Supporting data for "Therapeutic effects of transcorneal electrical stimulation in animal models of depression and cognitive impairment"
Depression and dementia are among the leading causes of global disability, and yet current treatments are often limited by inadequate efficacies. This emphasizes the need to search for novel antidepressants and therapies for cognitive impairment. Transcorneal electrical stimulation (TES) is a non-invasive neuromodulation technique that has shown promising neuroprotective effects in various eye disorders. It has been reported to activate brain regions that are implicated in mood alteration and cognitive decline, which suggests the potential of TES in modulating emotion and cognitive function. To date, the non-visual effects of TES, especially its psychiatric and memory-enhancing effects, remain largely unknown. This study investigated the therapeutic effects of TES on depressive-like behaviors and memory deficits in rodent models of depression and cognitive decline, respectively.

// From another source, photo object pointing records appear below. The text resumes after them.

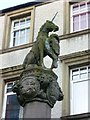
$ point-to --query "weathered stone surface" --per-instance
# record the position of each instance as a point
(37, 110)
(38, 84)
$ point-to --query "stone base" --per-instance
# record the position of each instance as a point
(38, 84)
(37, 110)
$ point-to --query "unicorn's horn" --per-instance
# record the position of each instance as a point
(54, 16)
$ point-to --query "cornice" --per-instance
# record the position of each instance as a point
(74, 34)
(16, 48)
(74, 55)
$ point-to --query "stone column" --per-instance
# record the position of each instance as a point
(37, 91)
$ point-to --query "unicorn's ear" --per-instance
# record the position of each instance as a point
(47, 21)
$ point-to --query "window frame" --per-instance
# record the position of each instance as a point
(79, 12)
(11, 16)
(72, 81)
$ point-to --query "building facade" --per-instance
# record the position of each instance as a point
(19, 28)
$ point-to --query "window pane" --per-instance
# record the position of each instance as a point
(75, 77)
(12, 107)
(76, 23)
(28, 21)
(83, 70)
(89, 20)
(9, 85)
(75, 72)
(82, 6)
(83, 21)
(76, 7)
(22, 22)
(16, 24)
(88, 4)
(16, 34)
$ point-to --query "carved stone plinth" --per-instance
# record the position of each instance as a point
(37, 110)
(38, 84)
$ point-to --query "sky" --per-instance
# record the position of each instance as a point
(9, 3)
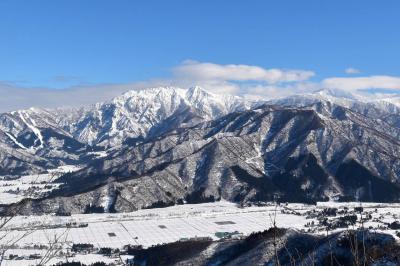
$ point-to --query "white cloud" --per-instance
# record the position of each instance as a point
(363, 83)
(352, 70)
(209, 71)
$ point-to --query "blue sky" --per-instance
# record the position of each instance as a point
(70, 43)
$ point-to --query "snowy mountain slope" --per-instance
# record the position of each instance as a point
(320, 152)
(135, 113)
(169, 145)
(64, 135)
(32, 142)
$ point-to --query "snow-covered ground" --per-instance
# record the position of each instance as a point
(157, 226)
(16, 188)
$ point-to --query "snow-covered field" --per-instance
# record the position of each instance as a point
(157, 226)
(16, 188)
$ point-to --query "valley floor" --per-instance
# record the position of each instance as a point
(29, 238)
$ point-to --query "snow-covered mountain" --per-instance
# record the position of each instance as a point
(168, 145)
(135, 113)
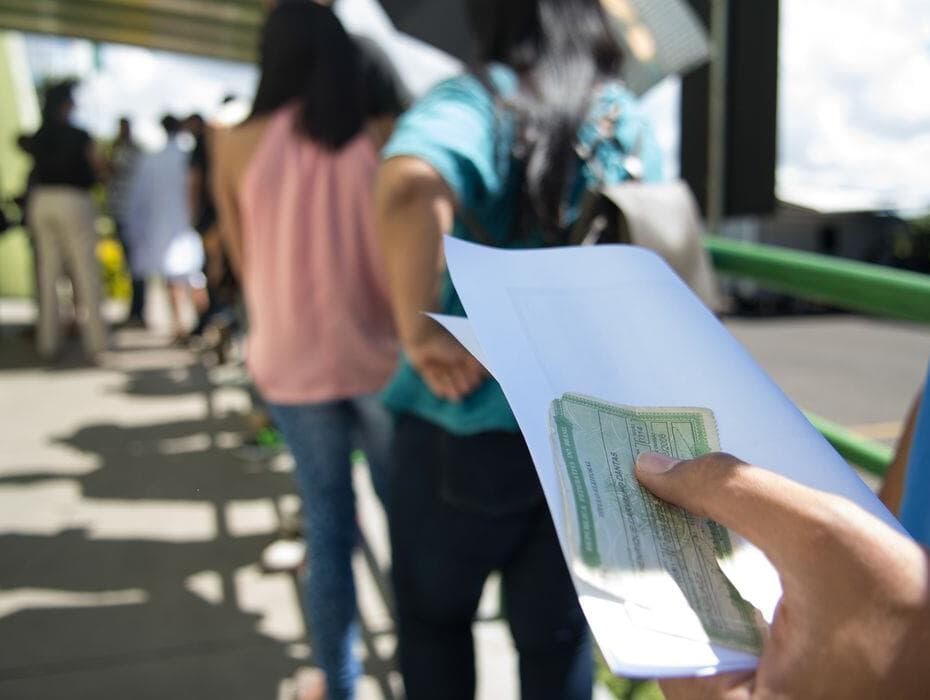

In this thesis, I reviewed findings on the neuroprotective mechanisms underlying the effects of TES in an attempt to develop the hypothesis that TES possesses antidepressant-like properties. I then showed that long-term TES treatment induced antidepressant-like behaviors in the S334ter-line-3 rat model of retinal degeneration and a rat model of depression induced by chronic unpredictable stress. I found that the antidepressant-like effects of TES partially depended on neurogenesis and involved a normalization of plasma corticosterone level, as well as regulation of gene and protein expression related to neurogenesis, synaptic plasticity, and apoptosis in the hippocampus and amygdala. I further validated the antidepressant- like effects of TES in a chronic restraint stress model (CRS) of depression. I demonstrated that TES ameliorated depressive-like behaviors in the CRS model with efficacy similar to escitalopram treatment. Furthermore, I showed that TES reduced HPA axis hyperactivity, restored glucocorticoid receptor expression, enhanced hippocampal neurogenesis, regulated the oxytocin-GPCR-CREB signaling pathway, and further demonstrated the neurogenesis-dependent effects of TES in hedonic-like behavior and HPA axis response. To better understand the role of hippocampal neurogenesis in the antidepressant effects of neuromodulation treatments, I systematically reviewed studies on the neurogenic and antidepressant outcomes of neuromodulation in depression models. I showed that antidepressant- like effects of neuromodulation were generally accompanied by an increased hippocampal cell proliferation/neurogenesis. Yet, there was insufficient evidence to conclude whether the neuromodulation-induced neurogenesis and antidepressant-like responses were causally related. Finally, I showed that TES improved memory impairment in aged mice and the 5XFAD model of Alzheimer’s disease. I also reported the effects of TES in reducing the hippocampal amyloid burden and restoring postsynaptic protein expression in male 5xFAD mice.
Overall, this thesis presents preclinical findings that support TES as a potential therapeutic tool for depression and cognitive impairment.